As you can see, I am stuck. As far as I know, there is no simpler way of expressing the constraints and the objective function for this problem. It seems to me that I have reached a fundamental limitation. So here go my questions again:
Try avoiding uses of bool2int
.
For instance, instead of:
(assert (= 1 (+ (bool2int s1_a1_t1) (bool2int s1_a1_t2) )))
Write:
(assert (distinct s1_a1_t1 s1_a1_t2))
For your other constraint that sums them up-to 3, see if you can also express that in terms of pure boolean-reasoning, without involving arithmetic.
The trick here is to avoid mixing booleans and integer arithmetic. If you can avoid the latter, z3 will have a much easier time.

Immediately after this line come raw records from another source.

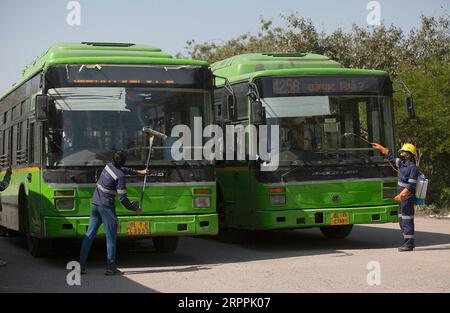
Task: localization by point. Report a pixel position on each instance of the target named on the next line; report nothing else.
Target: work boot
(113, 272)
(405, 249)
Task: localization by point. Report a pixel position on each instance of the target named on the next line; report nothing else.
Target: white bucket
(421, 190)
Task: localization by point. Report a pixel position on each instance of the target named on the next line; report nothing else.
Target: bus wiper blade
(367, 158)
(294, 169)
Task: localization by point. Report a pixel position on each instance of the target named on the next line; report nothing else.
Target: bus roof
(98, 52)
(246, 67)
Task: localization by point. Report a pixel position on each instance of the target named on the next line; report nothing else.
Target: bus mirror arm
(409, 99)
(41, 105)
(258, 113)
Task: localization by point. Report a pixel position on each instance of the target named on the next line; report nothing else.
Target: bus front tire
(38, 247)
(165, 244)
(337, 232)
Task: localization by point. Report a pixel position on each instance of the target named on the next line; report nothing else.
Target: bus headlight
(202, 202)
(277, 200)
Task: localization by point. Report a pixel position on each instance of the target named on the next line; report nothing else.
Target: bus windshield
(326, 129)
(86, 124)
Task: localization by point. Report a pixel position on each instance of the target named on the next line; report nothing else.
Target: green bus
(74, 106)
(328, 174)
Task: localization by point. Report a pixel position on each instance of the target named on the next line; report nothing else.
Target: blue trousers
(107, 217)
(406, 220)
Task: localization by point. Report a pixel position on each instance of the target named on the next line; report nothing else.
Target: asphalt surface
(277, 261)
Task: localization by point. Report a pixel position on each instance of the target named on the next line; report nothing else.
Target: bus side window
(218, 105)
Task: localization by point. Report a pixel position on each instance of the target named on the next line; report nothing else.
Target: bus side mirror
(258, 113)
(410, 107)
(231, 105)
(41, 108)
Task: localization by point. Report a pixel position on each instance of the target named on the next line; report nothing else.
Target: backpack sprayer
(152, 134)
(422, 181)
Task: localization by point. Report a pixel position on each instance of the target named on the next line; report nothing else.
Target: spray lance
(152, 134)
(353, 134)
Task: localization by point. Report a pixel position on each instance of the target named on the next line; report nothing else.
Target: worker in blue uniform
(406, 190)
(110, 183)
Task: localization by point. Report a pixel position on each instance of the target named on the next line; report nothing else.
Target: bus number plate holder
(138, 228)
(340, 219)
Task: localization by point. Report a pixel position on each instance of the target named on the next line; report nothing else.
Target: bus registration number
(138, 228)
(340, 219)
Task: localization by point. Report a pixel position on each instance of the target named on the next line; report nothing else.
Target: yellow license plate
(138, 228)
(340, 219)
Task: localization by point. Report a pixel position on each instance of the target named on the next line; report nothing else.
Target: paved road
(281, 261)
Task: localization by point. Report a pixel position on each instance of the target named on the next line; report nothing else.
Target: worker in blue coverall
(406, 190)
(110, 183)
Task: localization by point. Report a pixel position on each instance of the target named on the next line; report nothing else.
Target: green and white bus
(74, 106)
(329, 176)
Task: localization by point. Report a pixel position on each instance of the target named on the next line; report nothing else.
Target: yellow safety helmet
(409, 148)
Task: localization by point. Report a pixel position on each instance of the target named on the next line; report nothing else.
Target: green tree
(420, 59)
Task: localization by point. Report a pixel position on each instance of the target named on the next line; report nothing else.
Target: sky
(29, 27)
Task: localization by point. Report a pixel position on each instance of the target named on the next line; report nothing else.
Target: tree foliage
(420, 58)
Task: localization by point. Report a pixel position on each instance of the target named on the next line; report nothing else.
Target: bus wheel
(337, 232)
(165, 244)
(38, 247)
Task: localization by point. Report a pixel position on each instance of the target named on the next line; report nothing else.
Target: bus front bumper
(137, 226)
(305, 218)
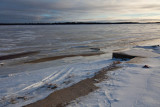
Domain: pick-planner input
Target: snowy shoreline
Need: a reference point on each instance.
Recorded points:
(18, 94)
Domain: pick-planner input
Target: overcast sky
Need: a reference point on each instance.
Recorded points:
(79, 10)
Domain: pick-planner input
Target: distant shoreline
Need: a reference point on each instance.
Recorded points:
(78, 23)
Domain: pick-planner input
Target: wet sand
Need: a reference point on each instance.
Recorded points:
(63, 56)
(64, 96)
(18, 55)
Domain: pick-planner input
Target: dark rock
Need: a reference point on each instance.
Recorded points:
(120, 55)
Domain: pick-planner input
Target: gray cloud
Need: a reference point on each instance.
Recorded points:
(69, 10)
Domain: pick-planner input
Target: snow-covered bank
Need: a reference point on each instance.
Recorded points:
(132, 86)
(19, 89)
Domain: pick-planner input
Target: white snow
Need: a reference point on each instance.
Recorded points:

For the general case, i.e., when there are more than two assignments, you should use the pbeq
function. For instance, if you have 3 booleans and want to say exactly one of them is true, you should write:
(assert ((_ pbeq 1 1 1 1) b1 b2 b3))
This allows z3 to stay in the SAT solver and not branch out to the arithmetic reasoning, and usually keeps things simpler.